A film festival’s use of a stylized photo of a Washington D.C. neighborhood known for its vibrant nightlife was not a fair use that protected the festival from lawsuit alleging copyright infringement, the 4th U.S. Circuit Court of Appeals has ruled, overturning a controversial district court opinion from Virginia.

The 4th Circuit found that the district court had erred in finding that festival promotion company Violent Hues Productions LLC had met all four factors required to establish fair use when in fact it met none, and sent the case back to the district court.

The suit was filed by the photograph’s creator, Russell Brammer, who said Violent Hues used it on their website without attribution to promote the film festival’s location in the Adams Morgan neighborhood of Washington. Brammer had posted the image on the photo-sharing website Flickr with the phrase “© All rights reserved” beneath it.

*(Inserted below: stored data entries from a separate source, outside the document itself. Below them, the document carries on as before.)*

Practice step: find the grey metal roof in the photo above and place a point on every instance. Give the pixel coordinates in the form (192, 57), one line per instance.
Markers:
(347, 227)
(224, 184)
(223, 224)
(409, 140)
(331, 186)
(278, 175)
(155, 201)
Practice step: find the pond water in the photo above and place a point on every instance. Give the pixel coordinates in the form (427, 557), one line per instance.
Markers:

In 2016, Violent Hues found the image, cropped it, and posted it on its website. Violent Hues owner Fernando Mico said he didn’t see any indication that it was copyrighted and he believed it to be publicly available. When Brammer discovered the unauthorized use, his attorney sent a letter requesting compensation, at which point the company removed the picture without paying. When Brammer sued, Violent Hues claimed an affirmative fair use defense, and U.S. District Judge Claude Hilton granted summary judgment in its favor.

But Judge Diana Gribbon Motz, writing for a unanimous panel, found that Violent Hues’ use of the photo was not transformative and was commercial in nature, and that the company’s argument that its actions were in good faith was irrelevant. Additionally, Motz wrote, the stylized nature of the original entitled it to “thick copyright protection,” and Violent Hues’ use was substantial and would have an adverse impact on the market for the original.

Motz wrote that the key question in deciding if a use is transformative is whether it “communicates something new and different from the original or [otherwise] expands its utility.” Because Violent Hues only cropped the image to remove negative space, the image’s meaning was not changed, Motz said. Furthermore, Violent Hues’ use of the image was expressly for its content. While the company claimed that its use provided film festival attendees with information, this didn’t create a substantially new function or meaning that “expands human thought,” as required by the test.

“[If] this were so, virtually all illustrative uses of photography would qualify as transformative,” Motz said. “Because of minimal changes to the photo’s content and context, we conclude that Violent Hues’ copying was not transformative.”

While Violent Hues didn’t generate revenue from the photo’s use, neither did it reach out to Brammer to ask for permission to use his image. Because the company is a commercial enterprise, its failure to pay the image fee also weighed against a finding of fair use, and the fact that Mico thought his use of the photo was fair meant very little, Motz said.

“At best, Violent Hues appears to have acted negligently,” Motz said. “Mico did not explain why this belief was reasonable given that all contemporary photographs are presumptively under copyright.”

Motz added that widespread use of the photo the way Violent Hues used it would result in an adverse impact on the market for the original. Because Violent Hues copied the “heart of the work,” Brammer didn’t need to show that the licensing market was depressed, although he did so anyway.

“[It] is clear that the copying here fails the ‘ultimate test’ of fair use: Violent Hues’ online display of Brammer’s Photo does not serve the interest of copyright law,” Motz said. “Instead, allowance of Violent Hues’ defense would frustrate copyright’s central goal. If the ordinary commercial use of stock photography constituted fair use, professional photographers would have little financial incentive to produce their work.”

David Deal of Charlottesville, Virginia represented Brammer on appeal. He said that the defense’s argument is all too common in copyright cases.

“In my practice, those facts fit three-fourths of the fact patterns of my clients’ cases. A commercial entity, big or small, says, ‘We got it off of Google images, how are we supposed to know [it was copyrighted]?” Deal said. “As an attorney that represents photographers, that’s 90 percent of the responses we get.”

While broad fair use arguments are common, Deal said, he believes the 4th Circuit made a clear distinction about the four factors required to establish fair use.

“The appeals court put into clear writing what everyone knew,” he said. “The court put an end to the notion that there’s some little window where that behavior is acceptable.”

The case now returns to Virginia’s Eastern District. Thomas Weir of Kirkland & Ellis in Washington D.C. represented Violent Hues on appeal. He did not immediately respond to requests for comment.

The 22-page decision is Russell Brammer v. Violent Hues Productions LLC (Lawyers Weekly No. 001-082-19). The full text of the decision is available online at sclawyersweekly.com.